Puccinia cacabata

Scientific classification
- Domain: Eukaryota
- Kingdom: Fungi
- Division: Basidiomycota
- Class: Pucciniomycetes
- Order: Pucciniales
- Family: Pucciniaceae
- Genus: Puccinia
- Species: P. cacabata
- Binomial name: Puccinia cacabata Arthur & Holw. (1925)

= Puccinia cacabata =

- Genus: Puccinia
- Species: cacabata
- Authority: Arthur & Holw. (1925)

Species of fungus

Puccinia cacabata (southwestern cotton rust) is a fungal species and plant pathogen that causes rust on cotton.
It was originally found on the leaves of Chloris ciliata (fringed windmill grass) in Bolivia.

==Description==
he first disease symptom on cotton is the appearance of small, somewhat inconspicuous, pale-green lesions which are the first sign of disease.
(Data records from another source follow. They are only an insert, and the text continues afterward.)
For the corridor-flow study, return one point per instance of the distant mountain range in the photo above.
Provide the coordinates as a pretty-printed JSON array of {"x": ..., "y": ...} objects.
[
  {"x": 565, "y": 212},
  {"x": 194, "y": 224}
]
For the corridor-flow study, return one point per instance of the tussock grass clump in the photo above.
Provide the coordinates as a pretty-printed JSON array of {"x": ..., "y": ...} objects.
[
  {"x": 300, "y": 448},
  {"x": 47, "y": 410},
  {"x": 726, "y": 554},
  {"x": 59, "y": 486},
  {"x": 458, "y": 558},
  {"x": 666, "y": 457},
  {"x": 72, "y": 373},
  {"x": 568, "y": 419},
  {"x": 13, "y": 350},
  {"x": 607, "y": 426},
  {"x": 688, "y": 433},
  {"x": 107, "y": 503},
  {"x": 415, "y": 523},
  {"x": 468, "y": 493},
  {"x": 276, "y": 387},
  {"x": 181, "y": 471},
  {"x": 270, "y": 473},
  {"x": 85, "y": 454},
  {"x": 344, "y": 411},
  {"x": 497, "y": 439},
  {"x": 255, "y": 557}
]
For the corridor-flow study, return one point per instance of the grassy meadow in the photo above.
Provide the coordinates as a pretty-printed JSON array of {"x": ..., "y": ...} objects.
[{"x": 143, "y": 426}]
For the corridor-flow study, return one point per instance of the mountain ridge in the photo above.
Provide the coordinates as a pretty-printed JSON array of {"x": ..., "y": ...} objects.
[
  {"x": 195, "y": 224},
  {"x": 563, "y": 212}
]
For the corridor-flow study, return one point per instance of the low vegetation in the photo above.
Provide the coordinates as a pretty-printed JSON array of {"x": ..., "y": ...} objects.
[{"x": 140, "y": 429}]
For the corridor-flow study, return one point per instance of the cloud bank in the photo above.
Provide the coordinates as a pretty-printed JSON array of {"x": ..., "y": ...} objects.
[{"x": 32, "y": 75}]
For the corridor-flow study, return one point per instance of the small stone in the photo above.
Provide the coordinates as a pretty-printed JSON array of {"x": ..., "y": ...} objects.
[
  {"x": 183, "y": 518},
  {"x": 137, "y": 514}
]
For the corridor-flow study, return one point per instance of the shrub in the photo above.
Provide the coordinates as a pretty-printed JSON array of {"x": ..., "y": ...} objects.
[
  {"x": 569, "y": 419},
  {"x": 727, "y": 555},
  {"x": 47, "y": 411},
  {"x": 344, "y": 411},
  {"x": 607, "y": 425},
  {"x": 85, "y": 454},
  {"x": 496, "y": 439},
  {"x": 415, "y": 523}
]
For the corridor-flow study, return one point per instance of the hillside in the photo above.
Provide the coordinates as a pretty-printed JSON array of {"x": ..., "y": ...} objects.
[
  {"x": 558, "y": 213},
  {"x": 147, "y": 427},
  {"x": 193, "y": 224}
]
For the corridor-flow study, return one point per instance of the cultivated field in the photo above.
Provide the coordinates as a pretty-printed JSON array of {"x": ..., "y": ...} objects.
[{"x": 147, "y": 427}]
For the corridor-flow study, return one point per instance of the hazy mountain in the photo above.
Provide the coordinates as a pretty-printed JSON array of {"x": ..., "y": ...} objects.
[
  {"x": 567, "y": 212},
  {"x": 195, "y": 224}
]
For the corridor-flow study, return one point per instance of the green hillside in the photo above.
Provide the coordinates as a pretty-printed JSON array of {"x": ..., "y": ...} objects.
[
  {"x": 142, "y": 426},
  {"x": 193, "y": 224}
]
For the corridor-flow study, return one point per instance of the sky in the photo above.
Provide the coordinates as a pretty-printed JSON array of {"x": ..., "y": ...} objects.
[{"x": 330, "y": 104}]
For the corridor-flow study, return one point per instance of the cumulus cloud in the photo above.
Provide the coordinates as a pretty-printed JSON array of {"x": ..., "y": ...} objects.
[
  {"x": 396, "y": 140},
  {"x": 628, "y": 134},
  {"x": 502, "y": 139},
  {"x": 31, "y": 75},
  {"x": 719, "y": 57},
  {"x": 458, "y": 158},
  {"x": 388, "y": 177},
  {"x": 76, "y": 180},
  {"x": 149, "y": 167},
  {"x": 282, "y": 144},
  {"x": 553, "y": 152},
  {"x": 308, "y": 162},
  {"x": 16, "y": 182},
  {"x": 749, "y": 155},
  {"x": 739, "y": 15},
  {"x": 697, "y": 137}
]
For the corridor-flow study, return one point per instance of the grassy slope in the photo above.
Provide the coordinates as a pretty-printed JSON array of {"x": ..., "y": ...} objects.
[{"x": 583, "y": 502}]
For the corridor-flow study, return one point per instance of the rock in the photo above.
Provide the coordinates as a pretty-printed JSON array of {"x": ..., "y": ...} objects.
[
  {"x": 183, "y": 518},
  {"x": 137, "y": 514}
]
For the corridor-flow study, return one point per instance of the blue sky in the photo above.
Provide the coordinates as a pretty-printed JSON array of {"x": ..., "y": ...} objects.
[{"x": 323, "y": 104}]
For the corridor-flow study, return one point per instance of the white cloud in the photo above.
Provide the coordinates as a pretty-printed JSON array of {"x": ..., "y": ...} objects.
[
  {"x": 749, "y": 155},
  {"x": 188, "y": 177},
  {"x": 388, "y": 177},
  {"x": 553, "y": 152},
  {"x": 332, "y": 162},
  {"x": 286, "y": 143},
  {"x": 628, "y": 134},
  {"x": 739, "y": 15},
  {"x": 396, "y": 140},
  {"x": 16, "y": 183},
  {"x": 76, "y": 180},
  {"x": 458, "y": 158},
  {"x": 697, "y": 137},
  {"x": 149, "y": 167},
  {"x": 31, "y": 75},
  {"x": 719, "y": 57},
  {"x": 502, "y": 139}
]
The lesions then develop into bright yellow spermogonial (conceptacle containing spermatia) pustules, usually on the upper leaf surfaces of the host plant. Spermogonial pustules may also appear on any of the above-ground plant parts, such as the stems. Within about 10 days of spermogonium formation, cup-like aecia (spore reproductive structures) erupt through the lower leaf epidermis. The aecia are large and can easily be observed. They appear as orange-yellow, circular, and slightly raised lesions produced on the lower leaf surfaces, bracts, green bolls and stems of cotton plants. Severe infections may cause defoliation and dwarfing of bolls. Infection of cotton seedlings may cause death. The first symptoms on grama grass are small, pale-brown uredinial lesions on the leaves. The telia are produced on grama grass either in the uredinium (pustules) or separately as dark-brown to black raised pustules.